17. The Commission also notes that all Canadian carriers involved in the provision of telephone directories stated that they provide to visually impaired customers, who have registered with them, free directory assistance, when these customers are calling from their residence. Furthermore, SOCs submitted that they were either providing, or intended to provide, telephone directories on their websites. In the Commission's view, these initiatives sufficiently address the needs of visually impaired customers and do not amount to unjust discrimination.
18. With respect to public pay telephone service, the Commission considers that immediate wholesale replacement by Canadian carriers of their public pay telephones would be prohibitive at this time.
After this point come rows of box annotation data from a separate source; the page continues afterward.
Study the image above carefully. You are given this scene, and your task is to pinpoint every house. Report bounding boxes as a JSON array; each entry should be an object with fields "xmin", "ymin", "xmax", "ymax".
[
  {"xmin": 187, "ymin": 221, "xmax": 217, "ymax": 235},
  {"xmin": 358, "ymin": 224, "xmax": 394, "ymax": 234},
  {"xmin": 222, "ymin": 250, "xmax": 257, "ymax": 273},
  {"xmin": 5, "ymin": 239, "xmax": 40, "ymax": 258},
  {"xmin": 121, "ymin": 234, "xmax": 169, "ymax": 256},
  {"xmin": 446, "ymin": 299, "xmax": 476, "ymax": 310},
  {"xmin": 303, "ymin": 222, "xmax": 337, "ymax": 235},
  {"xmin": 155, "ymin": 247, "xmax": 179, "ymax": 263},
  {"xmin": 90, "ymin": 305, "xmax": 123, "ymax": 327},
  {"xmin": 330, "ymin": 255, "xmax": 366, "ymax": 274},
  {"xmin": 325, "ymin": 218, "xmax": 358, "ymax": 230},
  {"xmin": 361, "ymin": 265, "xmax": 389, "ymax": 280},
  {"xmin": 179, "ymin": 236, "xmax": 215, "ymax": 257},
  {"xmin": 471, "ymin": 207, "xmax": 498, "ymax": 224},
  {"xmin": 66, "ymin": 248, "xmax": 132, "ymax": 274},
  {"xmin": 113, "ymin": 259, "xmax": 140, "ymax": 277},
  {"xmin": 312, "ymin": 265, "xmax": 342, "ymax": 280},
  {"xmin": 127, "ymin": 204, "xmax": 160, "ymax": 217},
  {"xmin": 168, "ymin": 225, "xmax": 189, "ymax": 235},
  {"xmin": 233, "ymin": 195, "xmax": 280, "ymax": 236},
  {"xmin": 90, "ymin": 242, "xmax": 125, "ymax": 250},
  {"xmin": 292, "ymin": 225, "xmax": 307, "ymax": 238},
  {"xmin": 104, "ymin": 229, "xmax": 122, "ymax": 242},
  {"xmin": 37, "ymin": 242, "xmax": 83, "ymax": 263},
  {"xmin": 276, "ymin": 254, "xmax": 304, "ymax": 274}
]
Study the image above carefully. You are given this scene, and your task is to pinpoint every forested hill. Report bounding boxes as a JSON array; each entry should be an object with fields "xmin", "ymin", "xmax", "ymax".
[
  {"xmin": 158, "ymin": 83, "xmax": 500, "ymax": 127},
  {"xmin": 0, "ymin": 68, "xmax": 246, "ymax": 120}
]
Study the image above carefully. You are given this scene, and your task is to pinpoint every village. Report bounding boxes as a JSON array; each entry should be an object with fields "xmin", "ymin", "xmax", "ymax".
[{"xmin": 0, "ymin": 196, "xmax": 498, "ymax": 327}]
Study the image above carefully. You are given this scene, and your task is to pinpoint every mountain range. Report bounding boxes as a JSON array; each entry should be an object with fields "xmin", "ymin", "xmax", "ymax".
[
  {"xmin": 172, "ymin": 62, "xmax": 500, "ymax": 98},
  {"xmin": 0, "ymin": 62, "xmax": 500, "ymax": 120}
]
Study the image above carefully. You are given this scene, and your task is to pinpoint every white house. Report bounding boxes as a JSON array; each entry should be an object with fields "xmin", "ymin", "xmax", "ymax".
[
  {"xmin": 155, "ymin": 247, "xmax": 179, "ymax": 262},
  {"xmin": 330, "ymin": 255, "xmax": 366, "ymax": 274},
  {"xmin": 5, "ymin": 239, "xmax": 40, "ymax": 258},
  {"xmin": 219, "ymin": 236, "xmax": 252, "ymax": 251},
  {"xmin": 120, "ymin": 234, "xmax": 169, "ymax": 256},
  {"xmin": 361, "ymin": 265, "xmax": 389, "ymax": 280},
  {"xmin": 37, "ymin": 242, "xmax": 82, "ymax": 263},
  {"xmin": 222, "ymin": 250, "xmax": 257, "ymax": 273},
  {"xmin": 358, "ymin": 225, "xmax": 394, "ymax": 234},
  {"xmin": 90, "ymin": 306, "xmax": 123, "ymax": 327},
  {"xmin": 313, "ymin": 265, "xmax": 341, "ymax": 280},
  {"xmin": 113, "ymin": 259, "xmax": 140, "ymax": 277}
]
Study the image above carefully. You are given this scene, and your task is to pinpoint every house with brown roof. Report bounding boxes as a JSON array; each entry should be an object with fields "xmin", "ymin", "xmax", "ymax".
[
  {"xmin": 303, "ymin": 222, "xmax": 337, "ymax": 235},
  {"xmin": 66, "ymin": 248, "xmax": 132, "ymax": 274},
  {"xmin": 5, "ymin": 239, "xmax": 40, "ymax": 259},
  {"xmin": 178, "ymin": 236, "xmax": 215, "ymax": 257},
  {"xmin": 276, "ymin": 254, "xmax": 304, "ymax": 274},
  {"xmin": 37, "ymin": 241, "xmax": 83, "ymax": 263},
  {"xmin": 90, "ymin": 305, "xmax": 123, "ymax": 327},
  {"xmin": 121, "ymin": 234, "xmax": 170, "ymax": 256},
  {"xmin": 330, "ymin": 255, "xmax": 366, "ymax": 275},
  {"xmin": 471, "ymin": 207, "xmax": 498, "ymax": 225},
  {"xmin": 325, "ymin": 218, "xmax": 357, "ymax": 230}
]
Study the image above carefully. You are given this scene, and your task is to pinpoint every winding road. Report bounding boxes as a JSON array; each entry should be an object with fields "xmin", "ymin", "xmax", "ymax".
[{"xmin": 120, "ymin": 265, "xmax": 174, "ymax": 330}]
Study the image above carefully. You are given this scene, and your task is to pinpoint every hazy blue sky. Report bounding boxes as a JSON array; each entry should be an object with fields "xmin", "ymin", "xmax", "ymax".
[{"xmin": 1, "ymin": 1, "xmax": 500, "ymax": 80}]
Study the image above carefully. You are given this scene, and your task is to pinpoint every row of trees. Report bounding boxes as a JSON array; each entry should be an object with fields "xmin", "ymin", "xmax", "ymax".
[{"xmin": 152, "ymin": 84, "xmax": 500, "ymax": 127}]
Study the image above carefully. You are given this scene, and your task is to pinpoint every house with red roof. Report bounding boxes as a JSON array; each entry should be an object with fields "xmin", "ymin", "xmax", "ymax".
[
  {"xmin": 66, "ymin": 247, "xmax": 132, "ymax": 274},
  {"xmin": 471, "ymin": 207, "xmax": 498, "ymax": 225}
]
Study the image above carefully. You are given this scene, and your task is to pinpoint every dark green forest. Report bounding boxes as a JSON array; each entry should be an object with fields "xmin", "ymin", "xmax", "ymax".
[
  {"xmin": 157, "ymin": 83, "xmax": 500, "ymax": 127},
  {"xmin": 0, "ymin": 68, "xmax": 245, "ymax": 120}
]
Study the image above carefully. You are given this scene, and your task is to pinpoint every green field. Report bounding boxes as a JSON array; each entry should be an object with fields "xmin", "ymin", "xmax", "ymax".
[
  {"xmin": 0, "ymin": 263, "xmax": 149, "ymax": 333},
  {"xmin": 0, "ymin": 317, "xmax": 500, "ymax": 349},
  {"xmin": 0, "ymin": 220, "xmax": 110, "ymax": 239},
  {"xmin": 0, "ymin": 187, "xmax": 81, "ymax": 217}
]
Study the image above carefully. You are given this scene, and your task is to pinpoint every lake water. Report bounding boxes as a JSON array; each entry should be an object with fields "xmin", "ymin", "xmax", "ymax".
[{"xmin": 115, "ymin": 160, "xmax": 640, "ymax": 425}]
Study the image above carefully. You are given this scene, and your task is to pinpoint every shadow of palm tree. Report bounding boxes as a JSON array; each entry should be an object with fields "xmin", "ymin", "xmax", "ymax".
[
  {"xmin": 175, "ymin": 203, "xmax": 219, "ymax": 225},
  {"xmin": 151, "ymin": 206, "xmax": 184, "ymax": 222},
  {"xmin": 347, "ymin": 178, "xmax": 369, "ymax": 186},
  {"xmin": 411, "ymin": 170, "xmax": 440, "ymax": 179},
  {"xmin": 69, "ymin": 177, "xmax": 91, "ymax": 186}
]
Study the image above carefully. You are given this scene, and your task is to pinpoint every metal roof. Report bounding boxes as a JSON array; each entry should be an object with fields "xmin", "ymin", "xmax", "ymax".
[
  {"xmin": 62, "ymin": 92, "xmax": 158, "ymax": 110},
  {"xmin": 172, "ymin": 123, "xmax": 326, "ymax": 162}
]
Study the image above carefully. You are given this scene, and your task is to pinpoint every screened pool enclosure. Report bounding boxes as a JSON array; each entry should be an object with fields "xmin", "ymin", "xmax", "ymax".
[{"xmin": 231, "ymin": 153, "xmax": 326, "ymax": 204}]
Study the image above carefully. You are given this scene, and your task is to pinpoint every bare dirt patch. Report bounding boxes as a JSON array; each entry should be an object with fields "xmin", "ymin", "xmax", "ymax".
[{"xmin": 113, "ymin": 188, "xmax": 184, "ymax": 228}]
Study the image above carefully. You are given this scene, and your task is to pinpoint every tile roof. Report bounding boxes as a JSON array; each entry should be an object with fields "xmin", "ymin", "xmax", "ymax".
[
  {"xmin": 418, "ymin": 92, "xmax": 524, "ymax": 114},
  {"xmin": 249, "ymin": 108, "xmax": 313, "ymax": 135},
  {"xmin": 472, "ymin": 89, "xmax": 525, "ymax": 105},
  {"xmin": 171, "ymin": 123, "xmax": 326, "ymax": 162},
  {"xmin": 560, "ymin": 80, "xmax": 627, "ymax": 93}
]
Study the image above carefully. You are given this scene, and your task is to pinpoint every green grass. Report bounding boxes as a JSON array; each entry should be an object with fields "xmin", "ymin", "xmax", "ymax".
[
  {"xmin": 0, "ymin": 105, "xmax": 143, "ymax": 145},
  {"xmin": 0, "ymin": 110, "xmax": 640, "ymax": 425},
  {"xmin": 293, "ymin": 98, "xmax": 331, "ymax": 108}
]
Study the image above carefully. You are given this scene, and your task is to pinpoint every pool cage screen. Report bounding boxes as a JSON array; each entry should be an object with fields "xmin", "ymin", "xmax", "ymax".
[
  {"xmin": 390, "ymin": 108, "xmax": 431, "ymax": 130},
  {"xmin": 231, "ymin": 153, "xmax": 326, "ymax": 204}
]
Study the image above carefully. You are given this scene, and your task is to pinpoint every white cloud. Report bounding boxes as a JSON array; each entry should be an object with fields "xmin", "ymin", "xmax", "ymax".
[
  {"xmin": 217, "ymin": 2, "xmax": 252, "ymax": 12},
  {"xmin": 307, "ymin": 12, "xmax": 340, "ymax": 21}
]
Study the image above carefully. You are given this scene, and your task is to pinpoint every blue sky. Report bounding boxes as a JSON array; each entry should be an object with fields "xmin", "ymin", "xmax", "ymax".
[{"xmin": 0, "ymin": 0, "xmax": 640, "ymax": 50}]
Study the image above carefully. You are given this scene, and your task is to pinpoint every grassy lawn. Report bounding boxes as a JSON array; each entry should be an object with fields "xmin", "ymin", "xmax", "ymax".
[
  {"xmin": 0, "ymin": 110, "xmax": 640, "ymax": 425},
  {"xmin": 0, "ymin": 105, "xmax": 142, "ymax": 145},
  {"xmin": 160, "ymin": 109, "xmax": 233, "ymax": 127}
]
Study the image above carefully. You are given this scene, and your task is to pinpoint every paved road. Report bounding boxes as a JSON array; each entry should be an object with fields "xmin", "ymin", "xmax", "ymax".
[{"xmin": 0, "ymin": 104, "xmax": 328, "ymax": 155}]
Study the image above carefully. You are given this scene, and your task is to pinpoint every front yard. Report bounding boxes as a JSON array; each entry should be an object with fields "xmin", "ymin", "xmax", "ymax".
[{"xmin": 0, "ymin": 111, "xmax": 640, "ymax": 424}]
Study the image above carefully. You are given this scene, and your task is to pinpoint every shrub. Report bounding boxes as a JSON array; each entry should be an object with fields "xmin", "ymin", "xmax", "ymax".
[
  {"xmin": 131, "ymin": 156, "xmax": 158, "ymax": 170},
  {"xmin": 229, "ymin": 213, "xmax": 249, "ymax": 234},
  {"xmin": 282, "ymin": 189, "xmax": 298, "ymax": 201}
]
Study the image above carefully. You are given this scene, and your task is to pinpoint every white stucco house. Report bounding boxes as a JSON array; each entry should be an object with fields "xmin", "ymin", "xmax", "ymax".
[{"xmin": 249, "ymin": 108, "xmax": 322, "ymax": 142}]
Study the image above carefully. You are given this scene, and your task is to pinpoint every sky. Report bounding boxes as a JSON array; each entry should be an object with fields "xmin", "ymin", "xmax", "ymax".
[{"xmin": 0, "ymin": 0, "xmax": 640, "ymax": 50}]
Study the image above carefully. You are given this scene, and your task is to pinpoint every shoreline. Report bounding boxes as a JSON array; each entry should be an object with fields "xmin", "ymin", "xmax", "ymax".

The Commission considers that Canadian carriers involved in the provision of public pay telephones should be required to install sets that provide, at a minimum, certain functionalities, as set out below, when they replace or upgrade their existing sets or when they install pay telephones in new locations.
19. Furthermore, the Commission finds that, in the absence of carriers proving to the Commission that there would be undue hardship, failure to install sets with the functionalities set out below when upgrading or replacing existing sets or when installing pay telephones in new locations would constitute unjust discrimination contrary to subsection 27(2) of the Act.
20. In light of the foregoing, the Commission orders that Canadian carriers, including wireless carriers and non-dominant carriers:
a) provide to subscribers, upon request, billing statements in Braille, large print, on computer diskette, or in any other alternative format mutually agreed upon between the Canadian carrier and the subscriber;
b) provide to subscribers, upon request, bill inserts informing them about new services or changes in rates for existing services, and any bill inserts mandated from time to time by the Commission, in Braille, large print, on computer diskette, or in any other alternative format mutually agreed upon between the Canadian carrier and the subscriber; and
c) offering directory assistance, provide to their visually impaired subscribers an insert in Braille advising such subscribers of the availability, upon request, of billing statements and bill inserts in alternative formats.
21. The Commission further orders that one year after this Order comes into effect, SOCs and Independent Incumbent Local Exchange Carriers:
a) report on steps they have taken to comply with the provisions in paragraph 20 (a), (b), and (c) of this Order; and
b) report on the number of visually impaired persons who requested billing information in alternative formats.
22. The Commission further orders that 60 days after the date of this Order, Canadian carriers involved in the provision of public pay telephones who replace or upgrade their existing sets or who install pay telephones in new locations, install sets providing, at a minimum, the functionalities listed below, unless they can demonstrate that installing such pay telephones would cause undue hardship:
a) a more tactile key pad, larger buttons on the keypad spread further apart than standard sets;
b) bright, contrasting-colour coin and/or card mechanisms to make them easier to see;
c) a feature which enables the user to start the call over if an error is made;
d) a screen which displays context-sensitive dialling instructions in a larger size than can be accommodated with printed instruction cards;
e) a card-reader for a variety of telephone cards; and
f) voice prompts to assist in placing calls or using features.
Laura M. Talbot-Allan
Secretary General
This document is available in alternative format upon request.